Parecer ECONOMIA/GEOT nº 83 DE 08/05/2024
Norma Estadual - Goiás - Publicado no DOE em 08 mai 2024
ICMS. Imunidade. Templos de qualquer culto. Distribuição/venda de roupas sacras e outros artigos religiosos aos seus membros. Art. 150, VI, “b” da Constituição Federal de 1988.
I - RELATÓRIO
ASSOCIAÇÃO (...), organização religiosa, inscrita no CNPJ/MF sob o nº (...), com atividade principal “94.91-0-00 - Atividades de organizações religiosas ou filosóficas” e secundária “85.99-6-99 - Outras atividades de ensino não especificadas anteriormente”, com sede na Avenida (...), São Paulo – SP, representada por seu Procurador, (...), busca esclarecer se há incidência do ICMS nas operações de distribuição/venda de roupas sacras e artigos religiosos aos seus membros ou se é aplicável, na situação, a imunidade tributária de que trata o art. 150, VI, “b” da Constituição Federal de 1988.
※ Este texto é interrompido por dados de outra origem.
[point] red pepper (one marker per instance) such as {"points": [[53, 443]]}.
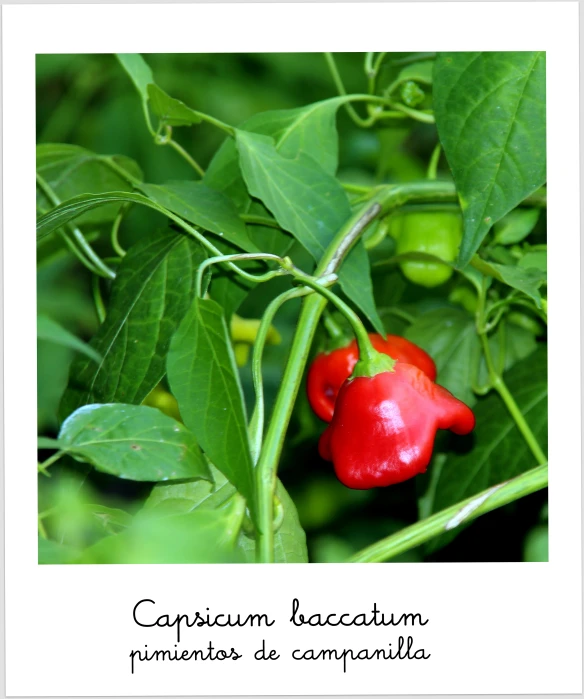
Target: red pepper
{"points": [[329, 370], [383, 427]]}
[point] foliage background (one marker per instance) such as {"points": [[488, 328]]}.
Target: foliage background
{"points": [[87, 100]]}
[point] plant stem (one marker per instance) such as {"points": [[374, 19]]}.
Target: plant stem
{"points": [[499, 385], [119, 250], [242, 256], [384, 200], [98, 299], [333, 329], [88, 251], [450, 518], [433, 164], [256, 425], [364, 123]]}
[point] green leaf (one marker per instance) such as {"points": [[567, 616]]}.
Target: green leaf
{"points": [[309, 130], [200, 536], [499, 451], [355, 281], [449, 336], [134, 442], [181, 498], [527, 280], [204, 379], [150, 295], [516, 226], [170, 110], [139, 72], [518, 343], [310, 204], [52, 553], [204, 207], [289, 540], [70, 171], [48, 443], [490, 115], [48, 329], [534, 259], [304, 199], [77, 206]]}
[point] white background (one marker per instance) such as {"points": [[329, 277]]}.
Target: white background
{"points": [[494, 628]]}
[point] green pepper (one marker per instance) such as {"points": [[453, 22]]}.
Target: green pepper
{"points": [[436, 233]]}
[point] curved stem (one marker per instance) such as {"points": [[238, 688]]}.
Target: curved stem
{"points": [[450, 518], [366, 351], [385, 200], [333, 329], [243, 256], [88, 251], [364, 123], [499, 385], [256, 425], [433, 164], [98, 299], [119, 250]]}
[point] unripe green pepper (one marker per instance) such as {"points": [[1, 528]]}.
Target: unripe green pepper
{"points": [[435, 233]]}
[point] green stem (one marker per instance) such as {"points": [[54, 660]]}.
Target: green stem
{"points": [[333, 329], [385, 200], [366, 351], [190, 160], [450, 518], [364, 123], [98, 299], [499, 385], [88, 251], [256, 425], [119, 250], [433, 164], [242, 256]]}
Relata que, objetivando seu crescimento como entidade religiosa, de acordo com as práticas de pregar o evangelho e obter mais adeptos, adquiriu imóveis com o fito de construir capelas em todo o Brasil.
Aduz que a Organização não visa lucros, mas tão somente a pregação do evangelho de Jesus Cristo, incentivando todos os seus membros a viverem conforme os preceitos cristãos e que faz parte da vida cristã a realização de ritos e ordenanças sagradas, tais como o batismo, o sacramento, o casamento eterno e a realização de cerimônias sagradas nos seus templos, assim como o estudo das escrituras sagradas.
Esclarece que, para tanto, fabrica e distribui livros sagrados, roupas religiosas, como o “garment” e outras roupas sacerdotais, bem como outros artigos religiosos, tais como materiais de áudio e vídeo, entre outros, disponibilizados aos membros da Igreja em lojas de distribuição espalhadas por todo o Brasil a preço de custo.
Informa que a confecção das roupas e de muitos dos artigos religiosos somente pode ser feita pela Consulente, não existindo concorrência no mercado quanto a isso.
Assegura que, assim, a Consulente de fato não faz circular mercadorias, mas confecciona e atua sobre seu próprio patrimônio para proporcionar que os seus membros tenham acesso a tais roupas e artigos religiosos. E mais, como uma organização religiosa, ela não tem lucro com a venda desses itens e todo o dinheiro angariado é utilizado na persecução de suas finalidades essenciais.
Aponta que a Constituição Federal de 1988, em seu art. 150, VI, “b”, veda à União, aos Estados, ao Distrito Federal e aos Municípios instituir impostos sobre templos de qualquer culto e que o Código Tributário Nacional – CTN, que regulamenta algumas imunidades constitucionais, somente traz requisitos (art. 14) para concessão de imunidade a outros entes jurídicos, mas não aos templos religiosos.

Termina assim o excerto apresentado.